As stated in a previous post, I’d like to completely revamp this website. I am thinking of starting a second site, that way I can isolate subjects a bit better but it’s down to cost really.
Lastly, now I’ve had the chance to look through a few hundred photographs, I can see which ones I like and those I dislike.
If you look at the photograph in the middle, it’s not composed particularly well but I think the mood is quite nice. Yet the last photograph has absolutely no mood or anything, and it makes it a bit boring. My plan of improvement is to try and take photographs with more of a mood. I can’t really describe it very well, but I have something in mind.
I leave in a couple of weeks to hike the Great Divide Trail in Canada. I’m not sure how it will pan out as I’ve never done such a thing like it before. Terrified doesn’t really begin to explain it, haha.
Once I start hiking, I probably won’t be posting on my site much, if at all, for a while. I’ll post on instagram and write a little comment with each photograph or something :). As far as I know, there’s less WiFi/internet spots compared to the Pacific Crest Trail or the Appalachian trail, so I don’t know how often I’ll get to post.
If I don’t reply on instagram within a month, Sasquatch found me (I put up a good fight, I promise).
For months now I’ve been trying to figure out how to display a map with tracklogs but do it in a way that’s highly informative.
I created a map page and tried a few different methods but I was never really satisfied… Well I think I have found a way to make it a speedy (ish) process. Rather than worry about displaying information perfectly on the map when you click a track log, I will instead focus on adding links to the track. Simply put, you’ll click a track and the name will be a link to the Garmin Connect website where there’s lots more information.

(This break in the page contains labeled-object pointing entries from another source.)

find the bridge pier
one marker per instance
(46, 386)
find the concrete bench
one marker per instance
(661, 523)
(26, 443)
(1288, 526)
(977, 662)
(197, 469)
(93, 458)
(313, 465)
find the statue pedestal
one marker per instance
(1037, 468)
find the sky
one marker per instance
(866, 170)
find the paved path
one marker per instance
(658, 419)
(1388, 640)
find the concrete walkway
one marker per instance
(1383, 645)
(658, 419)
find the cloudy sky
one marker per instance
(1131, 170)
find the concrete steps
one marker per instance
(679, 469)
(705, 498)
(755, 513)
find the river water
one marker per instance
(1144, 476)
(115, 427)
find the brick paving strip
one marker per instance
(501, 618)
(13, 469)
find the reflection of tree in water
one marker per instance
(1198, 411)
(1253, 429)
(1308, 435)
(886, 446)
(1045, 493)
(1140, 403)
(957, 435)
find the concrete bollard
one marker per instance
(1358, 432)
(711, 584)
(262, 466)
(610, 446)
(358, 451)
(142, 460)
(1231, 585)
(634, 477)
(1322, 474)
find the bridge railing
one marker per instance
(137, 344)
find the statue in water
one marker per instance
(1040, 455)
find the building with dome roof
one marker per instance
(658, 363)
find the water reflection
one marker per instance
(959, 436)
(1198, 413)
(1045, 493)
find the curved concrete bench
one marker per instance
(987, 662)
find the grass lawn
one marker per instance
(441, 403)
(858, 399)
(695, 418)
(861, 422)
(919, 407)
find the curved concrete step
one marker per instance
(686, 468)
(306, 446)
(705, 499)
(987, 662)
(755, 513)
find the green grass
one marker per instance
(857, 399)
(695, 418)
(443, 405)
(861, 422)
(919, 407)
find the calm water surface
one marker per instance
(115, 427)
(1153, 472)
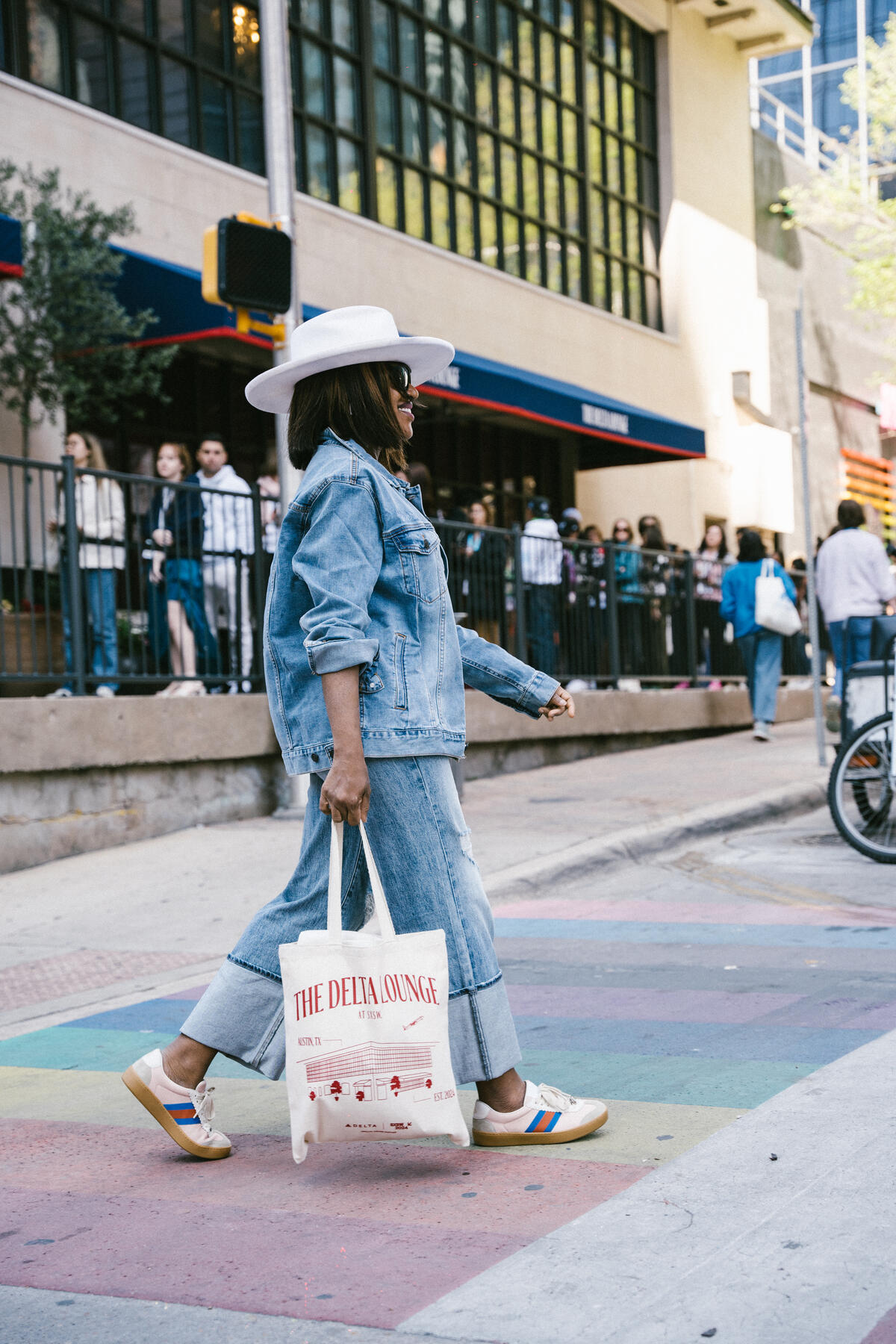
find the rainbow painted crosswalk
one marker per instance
(682, 1024)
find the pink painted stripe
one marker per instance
(711, 1006)
(376, 1183)
(246, 1260)
(684, 912)
(884, 1332)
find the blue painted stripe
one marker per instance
(696, 934)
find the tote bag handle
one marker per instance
(335, 893)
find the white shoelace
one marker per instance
(205, 1107)
(554, 1098)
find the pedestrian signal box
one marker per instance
(247, 264)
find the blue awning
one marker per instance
(520, 391)
(175, 295)
(628, 433)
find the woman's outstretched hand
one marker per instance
(346, 793)
(559, 703)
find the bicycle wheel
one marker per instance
(860, 792)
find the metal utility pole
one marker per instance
(280, 156)
(862, 35)
(815, 635)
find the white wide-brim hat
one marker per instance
(347, 336)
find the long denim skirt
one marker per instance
(422, 848)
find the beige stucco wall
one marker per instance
(716, 323)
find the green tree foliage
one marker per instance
(835, 202)
(63, 335)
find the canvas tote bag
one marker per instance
(367, 1034)
(774, 609)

It’s not done yet but I am pleased I have figured it out in a usable way. Unfortunately I don’t think I’ll be able to do this with my smartphone. As such, I’ll have to upload all of my Canadian hikes when I return home.
I have some good news. The issues with Waterton Lakes isn’t such a big deal after all. I can enter different trails further north and connect with the GDT using the “Font Creek” trail. It looks quite pretty after a quick google and there’s ways to extend it, so it’ll be a similar length hike. Photography, camping and hiking have always been my priorities, and this shouldn’t change that too much!
You can follow my instagram, it’s kinda bare at the moment but it’ll be the easiest thing to post with. I haven’t tried wordpress on mobile though, perhaps it’ll be okay :).
When I’ve improved at photography and have done hikes I’m passionate about, I will probably change my site completely to make it look more professional. At the moment, most of my content consists of gear reviews and I’m not very passionate about writing them. It has made me really, really respect well thought out reviews though. Those must take people ages to make :).
I’m blessed with really good luck. The start of the Great Divide Trail in Canada is burned, so I have to navigate around Waterton.
I emailed various park people in Canada to book my camping reservations. Waterton is the first place you’ll arrive (assuming you’re hiking south to North) but it’s the last place you should book because you can only book it 90 days in advance. If you wait and try to book the other places later, they’ll be full. I emailed the Waterton people and they initially made it seem like the area would be opened up in the summer. I waited a while, then emailed them again and informed them I was ready to book the final two places:
Unfortunately the Waterton portion of the Great Divide Trail will not be accessible at all this year. All of our back country campgrounds are within the closed area as well, so at this time there is no way to reserve camping at Boundary Bay or Lone Lake. At this time it looks like you will need to meet the Waterton Shoreline Cruise boat at Goat Haunt in Glacier National Park and get off at the village of Waterton, or hike out past Belly River Lakes to the Chief Mountain Border crossing. From there you would likely have to travel north by car to the West Castle area west of Pincher Creek to pick up the trail again. I recognise and empathise with this inconvenience.
Naturally this is a it disappointing. I’m banned from entering the US. I can’t take the American routes they’ve suggested but I think I can create a new route. It’s a bit difficult because I’m not familiar with Canada at all. I also have to get my hike time and reservation times to match up. If I’m two days early, the reservations are pointless and I am liable for a fine. I wish they’d let me hike in the burned areas, even if it’s dangerous. Perhaps there’s other reasons, like harming new plant life or something. That I can respect.
For now, swearing at inanimate objects works well.